I also think the state’s voters wanted to send two other messages to leaders in Washington and Boston: “Focus on jobs” and “stop spending.”

While they worried about keeping their paycheques, or worse, when their unemployment cheques would run out with no jobs in sight, Washington was engaged in partisan posturing and a massive expansion of government. Former U.S. president Bill Clinton won in 1992 by famously sticking with one campaign theme: “It’s the economy, stupid.” It still is.

Finally, America is a country at war. Voters were freshly reminded of that reality after a Christmas Day attempt to bomb an airliner over Detroit. Mr. Brown, a long-time member of the National Guard, didn’t mince words when he sided with many Americans in asserting that suspected terrorists do not deserve the same rights as American citizens. His opponent, however, was rightly admonished in the media for asserting there were no more terrorists in Afghanistan.

That was just one mistake in Ms. Coakley’s campaign. There were others, including the tactical error of bringing President Barack Obama to campaign with her last weekend. Generally, voters in special elections are active Democrats and Republicans. Given that Democrats outnumber Republicans three to one in Massachusetts, that was a huge advantage for Ms. Coakley. But the President’s visit and resulting media attention was like shining a huge spotlight on a sign for unenrolled voters, who make up just over 50 per cent of the state electorate: “Don’t forget to vote on Tuesday!” And vote they did, in record numbers, for Scott Brown.

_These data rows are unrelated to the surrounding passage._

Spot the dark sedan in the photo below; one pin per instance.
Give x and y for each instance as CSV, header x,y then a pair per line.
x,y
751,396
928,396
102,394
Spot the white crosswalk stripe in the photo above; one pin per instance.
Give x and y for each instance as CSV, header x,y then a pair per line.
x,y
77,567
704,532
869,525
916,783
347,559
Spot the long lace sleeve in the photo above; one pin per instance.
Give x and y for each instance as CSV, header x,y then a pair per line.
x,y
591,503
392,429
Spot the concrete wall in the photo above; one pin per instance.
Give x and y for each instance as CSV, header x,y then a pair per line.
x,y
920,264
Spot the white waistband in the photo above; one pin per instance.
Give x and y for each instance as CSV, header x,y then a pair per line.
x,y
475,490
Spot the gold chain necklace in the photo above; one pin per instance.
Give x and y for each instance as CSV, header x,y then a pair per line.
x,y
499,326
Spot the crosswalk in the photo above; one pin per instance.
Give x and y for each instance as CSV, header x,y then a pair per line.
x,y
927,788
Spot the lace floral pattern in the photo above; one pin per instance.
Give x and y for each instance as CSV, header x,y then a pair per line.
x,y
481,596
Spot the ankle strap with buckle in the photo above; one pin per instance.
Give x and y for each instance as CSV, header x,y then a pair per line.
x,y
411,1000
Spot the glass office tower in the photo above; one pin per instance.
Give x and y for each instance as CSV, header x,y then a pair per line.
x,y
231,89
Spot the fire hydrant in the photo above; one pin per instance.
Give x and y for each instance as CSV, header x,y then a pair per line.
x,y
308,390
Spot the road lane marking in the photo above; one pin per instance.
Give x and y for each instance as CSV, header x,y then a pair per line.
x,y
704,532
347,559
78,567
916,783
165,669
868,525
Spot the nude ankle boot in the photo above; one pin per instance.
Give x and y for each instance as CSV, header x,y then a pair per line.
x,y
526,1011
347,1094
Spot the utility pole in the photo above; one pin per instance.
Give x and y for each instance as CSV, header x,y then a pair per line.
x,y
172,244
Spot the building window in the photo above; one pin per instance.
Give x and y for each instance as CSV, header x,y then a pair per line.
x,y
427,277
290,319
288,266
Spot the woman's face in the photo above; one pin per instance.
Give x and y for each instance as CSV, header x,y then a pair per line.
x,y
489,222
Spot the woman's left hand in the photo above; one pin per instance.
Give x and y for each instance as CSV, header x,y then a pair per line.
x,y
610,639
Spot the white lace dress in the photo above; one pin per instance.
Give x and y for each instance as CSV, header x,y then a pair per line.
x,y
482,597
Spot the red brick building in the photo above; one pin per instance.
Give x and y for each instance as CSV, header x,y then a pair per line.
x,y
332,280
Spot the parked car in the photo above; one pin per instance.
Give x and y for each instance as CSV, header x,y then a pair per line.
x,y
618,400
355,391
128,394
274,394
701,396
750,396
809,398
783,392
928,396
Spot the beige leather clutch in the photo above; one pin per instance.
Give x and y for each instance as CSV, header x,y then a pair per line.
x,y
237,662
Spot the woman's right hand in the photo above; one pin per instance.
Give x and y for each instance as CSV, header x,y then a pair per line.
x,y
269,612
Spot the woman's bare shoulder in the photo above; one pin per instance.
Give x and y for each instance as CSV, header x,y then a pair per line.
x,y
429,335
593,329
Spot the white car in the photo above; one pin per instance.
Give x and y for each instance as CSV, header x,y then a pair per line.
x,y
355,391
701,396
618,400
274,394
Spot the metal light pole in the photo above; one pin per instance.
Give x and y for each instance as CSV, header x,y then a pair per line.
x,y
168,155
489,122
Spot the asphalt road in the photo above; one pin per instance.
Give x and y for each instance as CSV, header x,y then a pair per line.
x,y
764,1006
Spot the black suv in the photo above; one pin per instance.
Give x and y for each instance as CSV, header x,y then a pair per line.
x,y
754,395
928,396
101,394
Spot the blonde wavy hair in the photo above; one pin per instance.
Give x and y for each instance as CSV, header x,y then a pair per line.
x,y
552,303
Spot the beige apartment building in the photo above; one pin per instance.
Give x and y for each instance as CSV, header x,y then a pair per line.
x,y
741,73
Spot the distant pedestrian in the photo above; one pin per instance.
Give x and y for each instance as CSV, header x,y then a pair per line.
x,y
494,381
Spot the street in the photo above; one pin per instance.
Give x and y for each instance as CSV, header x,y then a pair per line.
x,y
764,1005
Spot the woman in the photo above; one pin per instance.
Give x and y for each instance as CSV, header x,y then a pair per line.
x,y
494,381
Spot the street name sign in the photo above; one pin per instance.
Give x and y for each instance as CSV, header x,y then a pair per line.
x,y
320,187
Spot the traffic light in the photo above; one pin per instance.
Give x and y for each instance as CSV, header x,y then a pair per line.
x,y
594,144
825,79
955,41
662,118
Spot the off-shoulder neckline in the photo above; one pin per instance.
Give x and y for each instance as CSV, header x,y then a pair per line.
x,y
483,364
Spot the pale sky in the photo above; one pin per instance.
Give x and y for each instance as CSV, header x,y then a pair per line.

However, campaigns aren’t won because an opponent runs a bad one. Campaigns are won because the winning candidate runs a great one.

As Americans, and our Canadian neighbours, begin to see Mr. Brown on the national stage, they will see a strong, compassionate, effective and relentless leader. A great applause line on the campaign was this simple: “I’m Scott Brown. I live in Wrentham. And I drive a truck.” Voters understood that he knew exactly who he was and exactly what he believed. Even more simply put – they liked him.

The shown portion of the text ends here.